Roman and Jeffrey Kent

An Intergenerational Dialogue at Middlebury

BY KARIN HANTA, PHD, PROFESSOR OF THE PRACTICE, LINGUISTICS/GENDER, SEXUALITY, AND FEMINIST STUDIES

My class on the Holocaust & Exile in Translation affords students an opportunity to try their hand at translation through different text types. Taught in collaboration with faculty from the Middlebury Institute of International Studies in Monterey, we examine the depiction of the Holocaust and World-War-II-induced exile across different cultures and languages.

This past spring, my students translated Roman Kent’s children’s book My Dog Lala, and a chapter from his autobiography, Courage Was My Only Option, from English into their second language of study. They then had the opportunity to meet, hear from, and question the author and his son Jeffrey. Roman Kent is the Chairman of the American Gathering of Jewish Holocaust Survivors and served as the treasurer of the Conference on Jewish Material Claims against Germany, as well as a member of their negotiating committee. Jeffrey Kent is a real estate investor and theater producer.

On April 3 and 4, the week leading up to Yom Hashoah, the Kents paid a visit to the class, which was also attended by students of Associate Professor of History Rebecca Bennette’s class, Genocides Throughout History.
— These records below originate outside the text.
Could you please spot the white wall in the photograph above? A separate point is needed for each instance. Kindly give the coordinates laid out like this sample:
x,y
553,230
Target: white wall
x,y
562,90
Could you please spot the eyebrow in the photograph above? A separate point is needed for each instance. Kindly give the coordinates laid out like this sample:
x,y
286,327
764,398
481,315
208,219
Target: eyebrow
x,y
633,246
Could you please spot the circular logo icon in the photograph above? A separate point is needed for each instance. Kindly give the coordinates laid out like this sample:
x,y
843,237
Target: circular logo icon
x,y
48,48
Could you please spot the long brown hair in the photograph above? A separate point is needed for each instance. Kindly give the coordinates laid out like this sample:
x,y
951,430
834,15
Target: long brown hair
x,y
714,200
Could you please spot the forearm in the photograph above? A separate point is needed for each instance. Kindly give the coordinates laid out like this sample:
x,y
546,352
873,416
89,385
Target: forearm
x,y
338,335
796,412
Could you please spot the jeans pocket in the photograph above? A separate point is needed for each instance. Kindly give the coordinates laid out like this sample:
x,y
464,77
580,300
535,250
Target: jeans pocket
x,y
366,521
In a public lecture following the visit, Roman Kent engaged in an intergenerational dialogue with his son about his life story.
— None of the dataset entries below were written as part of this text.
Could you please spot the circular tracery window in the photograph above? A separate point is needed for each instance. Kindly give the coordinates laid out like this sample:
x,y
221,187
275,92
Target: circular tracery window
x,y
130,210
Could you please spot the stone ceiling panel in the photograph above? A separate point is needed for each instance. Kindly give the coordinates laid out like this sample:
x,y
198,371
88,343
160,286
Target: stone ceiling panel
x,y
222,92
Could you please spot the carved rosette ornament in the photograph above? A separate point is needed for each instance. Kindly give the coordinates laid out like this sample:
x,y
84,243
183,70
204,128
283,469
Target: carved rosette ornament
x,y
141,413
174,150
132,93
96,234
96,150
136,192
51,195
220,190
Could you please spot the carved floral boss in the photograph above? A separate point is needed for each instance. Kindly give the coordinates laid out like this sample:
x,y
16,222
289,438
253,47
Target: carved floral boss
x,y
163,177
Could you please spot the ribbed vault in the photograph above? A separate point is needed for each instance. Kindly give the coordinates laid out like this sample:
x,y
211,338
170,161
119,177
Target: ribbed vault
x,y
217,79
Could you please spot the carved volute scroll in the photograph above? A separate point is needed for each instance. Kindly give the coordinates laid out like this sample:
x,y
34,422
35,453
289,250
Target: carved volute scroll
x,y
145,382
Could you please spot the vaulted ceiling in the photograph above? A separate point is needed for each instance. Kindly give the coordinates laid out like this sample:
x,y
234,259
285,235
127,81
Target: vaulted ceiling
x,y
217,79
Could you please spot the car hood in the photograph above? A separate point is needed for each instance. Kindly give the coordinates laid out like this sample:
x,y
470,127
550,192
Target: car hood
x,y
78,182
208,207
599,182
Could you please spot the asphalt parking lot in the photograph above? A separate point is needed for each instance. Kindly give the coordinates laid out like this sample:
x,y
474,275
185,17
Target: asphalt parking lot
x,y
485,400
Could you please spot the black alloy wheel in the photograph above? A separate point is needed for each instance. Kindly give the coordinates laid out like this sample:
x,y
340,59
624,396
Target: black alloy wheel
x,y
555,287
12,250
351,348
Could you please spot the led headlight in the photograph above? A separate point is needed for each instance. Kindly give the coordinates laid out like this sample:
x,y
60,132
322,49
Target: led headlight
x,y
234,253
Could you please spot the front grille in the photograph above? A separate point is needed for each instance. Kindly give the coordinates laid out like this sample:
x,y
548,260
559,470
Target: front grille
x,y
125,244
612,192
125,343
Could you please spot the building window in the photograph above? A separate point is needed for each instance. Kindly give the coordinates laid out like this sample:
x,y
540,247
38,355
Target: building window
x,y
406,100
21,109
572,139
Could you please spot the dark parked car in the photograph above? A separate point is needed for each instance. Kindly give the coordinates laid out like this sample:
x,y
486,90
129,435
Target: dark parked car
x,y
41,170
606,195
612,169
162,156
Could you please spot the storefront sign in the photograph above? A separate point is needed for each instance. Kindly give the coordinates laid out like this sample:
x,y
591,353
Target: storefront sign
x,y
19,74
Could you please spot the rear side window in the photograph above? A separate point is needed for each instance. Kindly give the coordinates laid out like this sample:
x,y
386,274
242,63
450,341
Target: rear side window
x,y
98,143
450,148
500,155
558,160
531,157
Born in Lodz, Poland, Mr. Kent spent the early war years in the Lodz Ghetto and survived, with his younger brother Leon, the Auschwitz, Mertzbachtal, Dornau, and Flossenbürg concentration camps. One sister, Renia Kopelman, also survived and was sent to Sweden at the end of the war, where she stayed, married and had three children. Roman and Leon arrived in the United States in 1946 under the auspices of the children’s quota of the Displaced Persons Act. They were placed with and cared for by a widow, Mrs. Marx in Atlanta, Georgia. After attending Emory University, Roman became a successful businessman in New York City, and his brother Leon went on to become head neurosurgeon of Kaiser in Los Angeles.

On April 4, Children in the Holocaust, a 1983 documentary Roman Kent coproduced, was screened as part of the Holocaust Film Fund series. Narrated by Liv Ullmann, the film featured interviews with adult survivors who recall the plight they endured when they were children during the Holocaust. Released three years before Claude Lanzmann’s Shoah, this film helped usher in a rich stream of documentaries on the Holocaust. After the documentary, students and faculty members joined the Kents for a dinner at Brainerd Commons.

Members of the Middlebury community were moved by their meeting and interaction with Roman and Jeffrey Kent.”Roman is a living example of the highest level of human spirit despite devastating experiences,” said Susan Simmons, a business systems analyst at Middlebury, who attended the meeting. “To see his son Jeff play his role of support and furthering the outreach […] certainly added to the presentation.”